What we are actually hearing are the same messages trotted out by former Labour General Secretary Jennie Formby, who in February 2019 sought to reassure observers that Labour was getting to grips with its antisemitism crisis by publishing a series of statistics [] - including claims that panels were meeting more frequently, and more cases were being seen. Alice Perry’s note that there are a now “a broader range of sanctions for people shown to be guilty of various offences” should also raise a note of alarm. For those of us who watched repeat offenders get sent on training courses and given reminders of good conduct again and again despite overwhelming evidence of seriously problematic behaviour, this reads like an organisation still far too cautious and timid to tackle the racists in its midst head-on.

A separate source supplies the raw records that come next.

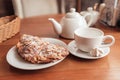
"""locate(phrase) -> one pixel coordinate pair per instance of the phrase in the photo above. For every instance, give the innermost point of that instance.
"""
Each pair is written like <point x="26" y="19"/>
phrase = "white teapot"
<point x="70" y="22"/>
<point x="94" y="13"/>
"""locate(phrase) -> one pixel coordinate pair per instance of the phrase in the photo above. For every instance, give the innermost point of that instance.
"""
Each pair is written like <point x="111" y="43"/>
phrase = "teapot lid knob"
<point x="90" y="9"/>
<point x="72" y="14"/>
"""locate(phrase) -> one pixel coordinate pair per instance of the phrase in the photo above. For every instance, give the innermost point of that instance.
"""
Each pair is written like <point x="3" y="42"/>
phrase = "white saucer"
<point x="16" y="61"/>
<point x="76" y="52"/>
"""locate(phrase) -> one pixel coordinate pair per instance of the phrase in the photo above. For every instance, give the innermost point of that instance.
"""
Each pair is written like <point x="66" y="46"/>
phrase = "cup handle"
<point x="108" y="44"/>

Those of us who could not stand to see what was happening under Jeremy Corbyn took action by providing the mountain of evidence on which the EHRC decided to open its investigation (LAAS submitted a 15,000- page document in May 2019[]). We are now patiently waiting for the EHRC report to arrive. There is a wider expectation that its contents will provide the moderates in Labour the cover to deliver the radical and difficult reforms the organisation needs.

Platitudes are no substitute for real action – and after four years of Corbyn anything less than zero tolerance is inadequate.

However, that doesn’t mean the moderates can sit on their hands now, and nor should goodwill towards moderates excuse their apparent attempts to misrepresent the handling of the antisemitism crisis for campaigning advantage. While the shift in tone has been important, the culture change required to make antisemites feel as uncomfortable on the Left as Jews have been made to feel needs honesty and transparency. Trying to persuade those of us who were actively engaged over the last four years that the Labour Party has changed will certainly fail if, yet again, all we are offered is platitudes.

There are a number of steps that could be taken that do not need direction from the EHRC, including the publication of detailed statistics showing expulsion rates. What is needed is evidence of action, independently verified and comprehensive data, and the determination to process cases like that of Pete Willsman no matter how politically difficult. Until then, even moderates cannot be expected to be taken seriously on this most important of issues - however well-intentioned they might be.